Le deuil quand on a neuf ans

Renoir
Chie Hayakawa – 2025

Impossible de ne pas penser à Déménagement de Shinji Somai en voyant le récent Renoir de Chie Hayakawa. On y est plongé dans le quotidien et la psyché d’une petite fille, Fuki, qui doit composer avec une situation familiale douloureuse. Dans déménagement, les parents se séparaient, dans Renoir, ils vont se séparer tout simplement parce que le père, atteint d’un cancer inguérissable, va bientôt disparaître. Ajoutons à cela que la fillette présente à peu près la même coupe de cheveux, la même chemise verte flashy, et qu’Hayakawa a décidé de situer son histoire à la fin des années 80 (Déménagement est au début des années 90) et l’on se dit que ça fit tout de même beaucoup de ressemblances. Il n’est pas impossible que la réalisatrice, consciente d’inévitables rapprochements que l’on ferait entre son histoire et celle d’un des chefs-d’œuvre de Somai, ait peut-être joué la carte de l’hommage pour couper court à d’éventuels reproches de plagiat.

Dans tous les cas, le film se démarque dans la manière de restituer le mal-être de Fuki. Car il ne s’agit ici pas tant de le crier pour protester, avec peut-être le désir inconscient que les parents se rabibochent. Fuki voit bien que son père est au plus mal (cela fait d’ailleurs bizarre de voir Lily Franky, acteur solaire associé à une bonne humeur familiale – on songe à Tel Père, Tel Fils – jouer un personnage en phase terminale), elle entend les paroles sans espoir des collègues de travail venus le voir à l’hôpital et au bout du compte, elle a assimilé le fait que son père n’est plus là pour très longtemps. Mais la grande question est : comment réagir face à cela ? Pleurer ? Être malheureuse ? Ou au contraire se plonger dans sa vie quotidienne ? Voir et jouer avec ses amies ? Mais dans ce cas, ne serait-ce pas le signe d’une indigne insensibilité ? En fait, Fuki est dans le cirage, un cirage émotionnel, tout comme le spectateur durant la première heure qui ne sait pas trop comment prendre l’histoire. Hayakawa empile des réactions, des situations, au spectateur de se faire une idée. Fuki ne l’aidera pas car, contrairement à son homologue dans Déménagement, elle ne parle que très peu et il faut dès lors décoder ses actions. Ainsi, quand elle revient de l’hôpital, tenant par la main en marchant son père qui a du mal à se déplacer, elle le lâche aussitôt pour faire mine d’observer quelque chose au sol, voyant que des camarades de classe s’approchent. On comprend qu’elle a honte d’être vue en compagnie de ce père pitoyable. Mais dans la scène suivante, sur une aire de loisirs où de jeunes adultes se moquent de son père endormi sur un banc, elle réagit et n’hésite pas à botter le cul (littéralement) à l’un des fâcheux. Si elle peut avoir honte de son père, cela ne vas pas jusqu’au point d’accepter qu’on l’humilie.
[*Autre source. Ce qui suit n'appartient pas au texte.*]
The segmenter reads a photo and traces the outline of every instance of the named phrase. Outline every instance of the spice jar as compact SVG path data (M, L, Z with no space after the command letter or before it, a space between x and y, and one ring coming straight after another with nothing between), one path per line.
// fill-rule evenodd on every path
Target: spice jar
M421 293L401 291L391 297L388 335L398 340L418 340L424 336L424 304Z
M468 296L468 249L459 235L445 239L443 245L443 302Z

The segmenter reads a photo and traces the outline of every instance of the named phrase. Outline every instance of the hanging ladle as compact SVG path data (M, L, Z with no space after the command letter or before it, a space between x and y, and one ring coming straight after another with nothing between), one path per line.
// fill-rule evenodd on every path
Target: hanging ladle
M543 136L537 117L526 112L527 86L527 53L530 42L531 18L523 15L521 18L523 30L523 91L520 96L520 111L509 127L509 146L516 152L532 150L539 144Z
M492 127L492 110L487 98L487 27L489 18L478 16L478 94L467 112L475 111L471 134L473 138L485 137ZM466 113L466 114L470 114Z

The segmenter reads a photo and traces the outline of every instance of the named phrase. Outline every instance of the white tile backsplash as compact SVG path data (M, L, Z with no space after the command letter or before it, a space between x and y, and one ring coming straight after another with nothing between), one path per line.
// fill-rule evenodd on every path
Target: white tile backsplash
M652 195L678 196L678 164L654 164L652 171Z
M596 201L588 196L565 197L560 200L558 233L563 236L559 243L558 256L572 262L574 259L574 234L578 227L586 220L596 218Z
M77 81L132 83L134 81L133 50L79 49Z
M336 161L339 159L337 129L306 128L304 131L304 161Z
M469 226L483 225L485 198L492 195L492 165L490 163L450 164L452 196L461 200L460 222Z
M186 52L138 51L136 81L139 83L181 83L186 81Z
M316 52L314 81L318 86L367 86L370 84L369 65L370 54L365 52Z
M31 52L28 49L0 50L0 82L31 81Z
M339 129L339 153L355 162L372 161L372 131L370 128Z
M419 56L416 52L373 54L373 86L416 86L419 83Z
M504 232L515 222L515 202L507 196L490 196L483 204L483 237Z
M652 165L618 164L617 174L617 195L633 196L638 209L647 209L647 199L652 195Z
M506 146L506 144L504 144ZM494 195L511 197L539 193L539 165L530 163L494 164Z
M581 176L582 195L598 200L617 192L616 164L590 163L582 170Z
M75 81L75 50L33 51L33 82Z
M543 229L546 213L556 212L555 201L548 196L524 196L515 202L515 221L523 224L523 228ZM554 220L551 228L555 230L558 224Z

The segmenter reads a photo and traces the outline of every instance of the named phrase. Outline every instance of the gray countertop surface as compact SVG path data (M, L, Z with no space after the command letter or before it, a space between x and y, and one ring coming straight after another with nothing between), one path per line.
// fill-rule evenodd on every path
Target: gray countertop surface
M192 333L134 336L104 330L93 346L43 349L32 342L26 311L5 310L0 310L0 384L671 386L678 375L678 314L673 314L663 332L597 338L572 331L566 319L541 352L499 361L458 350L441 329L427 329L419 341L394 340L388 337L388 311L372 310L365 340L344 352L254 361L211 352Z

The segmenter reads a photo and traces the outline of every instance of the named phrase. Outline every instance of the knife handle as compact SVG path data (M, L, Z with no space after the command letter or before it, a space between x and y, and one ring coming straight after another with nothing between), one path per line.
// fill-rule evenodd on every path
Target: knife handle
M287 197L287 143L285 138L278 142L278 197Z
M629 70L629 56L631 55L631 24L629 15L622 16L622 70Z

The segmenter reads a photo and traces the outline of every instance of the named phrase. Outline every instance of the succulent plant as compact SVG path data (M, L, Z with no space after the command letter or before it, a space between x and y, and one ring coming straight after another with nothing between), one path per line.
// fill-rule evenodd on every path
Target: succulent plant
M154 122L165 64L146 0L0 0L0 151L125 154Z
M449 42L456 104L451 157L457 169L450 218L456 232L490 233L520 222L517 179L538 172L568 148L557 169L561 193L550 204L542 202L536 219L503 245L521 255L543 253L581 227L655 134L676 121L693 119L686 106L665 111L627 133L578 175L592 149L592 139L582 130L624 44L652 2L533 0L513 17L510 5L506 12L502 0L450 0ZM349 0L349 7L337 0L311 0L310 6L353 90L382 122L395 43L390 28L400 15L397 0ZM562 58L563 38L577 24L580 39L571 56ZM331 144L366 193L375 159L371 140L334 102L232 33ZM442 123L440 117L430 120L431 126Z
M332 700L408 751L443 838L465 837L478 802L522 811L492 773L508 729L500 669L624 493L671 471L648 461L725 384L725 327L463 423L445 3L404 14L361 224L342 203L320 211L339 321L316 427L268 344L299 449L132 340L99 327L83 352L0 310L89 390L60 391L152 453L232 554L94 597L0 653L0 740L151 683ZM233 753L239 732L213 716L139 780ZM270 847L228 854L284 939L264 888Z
Car au fond d’elle-même, il y a bien sûr l’amour et la conscience d’une lourde perte. Et c’est tout le crédit d’Hayakawa de ne pas avoir cherché à surligner des effets faisant dans le pathos. Elle préfère plonger le spectateur dans une multitude d’actions ou de motifs. Ainsi celui du cheval, animal que Fuki dessine dans son cahier et dont elle imite (joliment) le hennissement. Il est aussi associé à l’hippodrome… dans lequel son père a l’habitude d’aller. Ainsi son refuge dans l’imagination, que se soit en compagnie de son amie Chihiro (prénom miyazakesque qui annonce la couleur), ou dans les rédactions scolaires ou même son journal intime. Ainsi ses incursions en cachette dans le téléphone rose pour parler et rencontrer un homme — plutôt un jeune homme, en pleine santé, sorte de père de substitution idéal (on s’accroche aux accoudoirs quand on voit Fuki accepter son rendez-vous et se rendre chez lui). Ou encore quand, voyant que sa fille est fascinée par une reproduction de « La Petite Irène » de Renoir qu’un marchand vend dans le hall de l’hôpital, son père décide de l’acheter, et donc de lui en faire cadeau puisque lui n’aura pas le temps d’en profiter. Ce cadeau, au-delà des images mentales de son père, sera le moyen pour Fuki de garder un lien symbolique avec son père.

Bref, après un Plan 75 intéressant mais qui ne m’avait pas non plus embarqué – en dépit de la présence de Chieko Baisho – Hayakawa fournit un deuxième long métrage bien plus abouti. Une réalisatrice clairement à suivre.